The GPMap API allows you to upload your own GWAS summary statistics and receive colocalisation results against the existing GPMap. This vignette covers how to upload a GWAS, retrieve your results, interpret them, and compare your upload with another trait (including another upload) to find insights.

Uploading a GWAS

Use gpmapr::upload_gwas() to submit your summary statistics. You need a file with standard GWAS columns and metadata such as sample size and ancestry.

# Example: upload a GWAS file
result <- gpmapr::upload_gwas(
  file = "path/to/your_gwas.tsv.gz",
  name = "Specific Triat",
  p_value_threshold = 5e-8,
  column_names = list(
    CHR = "chr",
    BP = "pos",
    P = "pval",
    EA = "effect_allele",
    OA = "other_allele",
    EAF = "eaf",
    BETA = "beta",
    SE = "se"
  ),
  email = "your@email.com",
  category = "continuous",
  ancestry = "EUR",
  sample_size = 50000,
  reference_build = "GRCh38"
)

You can also compare your upload with another upload by passing the GUIDs of the uploads you want to compare with, by including compare_with_upload_guids = c("GUID1").

The response includes a GUID (a UUID such as a1b2c3d4-e5f6-7890-abcd-ef1234567890). Save this GUID; you use it to fetch your results once they are ready.

# The GUID is returned in the response
my_guid <- result$id

Fetching your results

Processing can take some time. Use the GUID with trait() to check status and retrieve results. Here we will use an GWAS that has already been uploaded to the GPMap.

This is of Atopic Dermatitis.

my_guid <- "7a289615-c1b4-91f3-3d97-887f60de9155"
my_results <- gpmapr::trait(my_guid, include_associations = TRUE)

When processing is complete, the result includes trait, coloc_groups, study_extractions, upload_study_extractions, and optionally associations and coloc_pairs.

Interpreting your results

Much of the same analysis that is shown in the case study can be applied to your upload results.
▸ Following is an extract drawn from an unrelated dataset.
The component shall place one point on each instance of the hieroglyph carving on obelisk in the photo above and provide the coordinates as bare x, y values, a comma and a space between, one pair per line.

If you are interested in the relationship between your upload and another trait, you can filter the coloc groups by trait id.

Your upload results use the same structure as traits in the database. Here are the main components and what they mean.

Study extractions

The difference between study_extractions and upload_study_extractions is that upload_study_extractions are the individual finemapped regions (LD blocks) that were found from the uploaded GWAS, while study_extractions are the existing finemapped loci that your upload colocalises with.

Key columns include study, snp, gene, chr, bp, min_p, and trait metadata (trait_name, data_type, tissue).

# Study extractions (structure may vary - list of dataframes or single dataframe)
uploaded_study_extractions <- my_results$upload_study_extractions
paste("Number of uploaded study extractions:", nrow(uploaded_study_extractions))
#> [1] "Number of uploaded study extractions: 144"
study_extractions <- my_results$study_extractions
paste("Number of study extractions associated with your upload:", nrow(study_extractions))
#> [1] "Number of study extractions associated with your upload: 3854"

Coloc groups and coloc pairs

Although coloc groups provide a more robust view of the relationship between your trait and other traits, coloc pairs can be useful for identifying the specific regions that are driving the colocalisation, espeically if the loci is less powered, and therefore less likely to be captured by the coloc groups.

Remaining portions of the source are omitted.